MLN8237 targets and inhibits the Aurora A kinase enzyme, which has been reported to be "frequently upregulated or overexpressed" in epithelial ovarian cancer, and associated with worse clinical outcome, said Ursula Matulonis (Dana-Faber Cancer Institute, Boston, Massachusetts).

Matulonis and colleagues analyzed the response rate after treatment with MLN8237 in 31 women, 25 of whom had ovarian cancer. All of the women had experienced disease progression after treatment with standard platinum-based therapies.
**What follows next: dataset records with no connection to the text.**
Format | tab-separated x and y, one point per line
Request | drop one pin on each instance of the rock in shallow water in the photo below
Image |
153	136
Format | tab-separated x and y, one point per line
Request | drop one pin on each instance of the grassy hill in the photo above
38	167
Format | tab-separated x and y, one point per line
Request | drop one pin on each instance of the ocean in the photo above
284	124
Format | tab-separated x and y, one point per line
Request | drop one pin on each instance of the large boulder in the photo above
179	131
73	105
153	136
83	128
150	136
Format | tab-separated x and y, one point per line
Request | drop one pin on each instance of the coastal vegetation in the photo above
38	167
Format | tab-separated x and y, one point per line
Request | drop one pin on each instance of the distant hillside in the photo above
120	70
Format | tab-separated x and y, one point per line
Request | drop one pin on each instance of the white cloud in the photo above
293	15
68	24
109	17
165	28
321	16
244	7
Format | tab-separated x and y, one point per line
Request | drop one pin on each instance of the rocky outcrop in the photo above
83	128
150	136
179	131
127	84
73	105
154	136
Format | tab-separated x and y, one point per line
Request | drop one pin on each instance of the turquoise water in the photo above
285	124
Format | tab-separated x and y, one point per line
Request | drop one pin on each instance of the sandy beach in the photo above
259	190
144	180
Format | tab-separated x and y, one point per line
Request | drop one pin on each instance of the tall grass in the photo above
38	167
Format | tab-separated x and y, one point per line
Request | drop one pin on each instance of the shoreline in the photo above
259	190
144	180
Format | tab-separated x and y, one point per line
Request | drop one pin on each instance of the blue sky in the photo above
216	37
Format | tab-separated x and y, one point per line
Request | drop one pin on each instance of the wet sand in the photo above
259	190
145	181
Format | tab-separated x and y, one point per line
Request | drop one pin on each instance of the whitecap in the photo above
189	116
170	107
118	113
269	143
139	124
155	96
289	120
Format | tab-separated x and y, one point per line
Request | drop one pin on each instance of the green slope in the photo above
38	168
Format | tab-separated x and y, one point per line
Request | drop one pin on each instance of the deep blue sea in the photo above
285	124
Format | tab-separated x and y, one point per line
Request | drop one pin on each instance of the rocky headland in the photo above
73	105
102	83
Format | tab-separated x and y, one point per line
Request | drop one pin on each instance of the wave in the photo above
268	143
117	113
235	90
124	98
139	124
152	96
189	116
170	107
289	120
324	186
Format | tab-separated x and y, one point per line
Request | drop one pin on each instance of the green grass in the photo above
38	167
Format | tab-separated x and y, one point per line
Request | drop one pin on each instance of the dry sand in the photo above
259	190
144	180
After receiving 50 mg MLN8237 twice daily for 7 days, followed by a 14-day break, Matulonis et al observed that, after a median of two cycles, three patients had a partial response (evaluated using Response Evaluation Criteria In Solid Tumors criteria) and five patients had stable disease for at least four 21-day cycles.

Patients did experience toxicities-the most frequent of which was neutropenia-however, these generally abated during the 14-day MLN8237 break, say Matulonis and team.

"Patients with 'platinum resistant' recurrent ovarian cancer represent a large unmet medical need," said Matulonis, who presented the results at this year's European Society for Medical Oncology Congress in Milan, Italy.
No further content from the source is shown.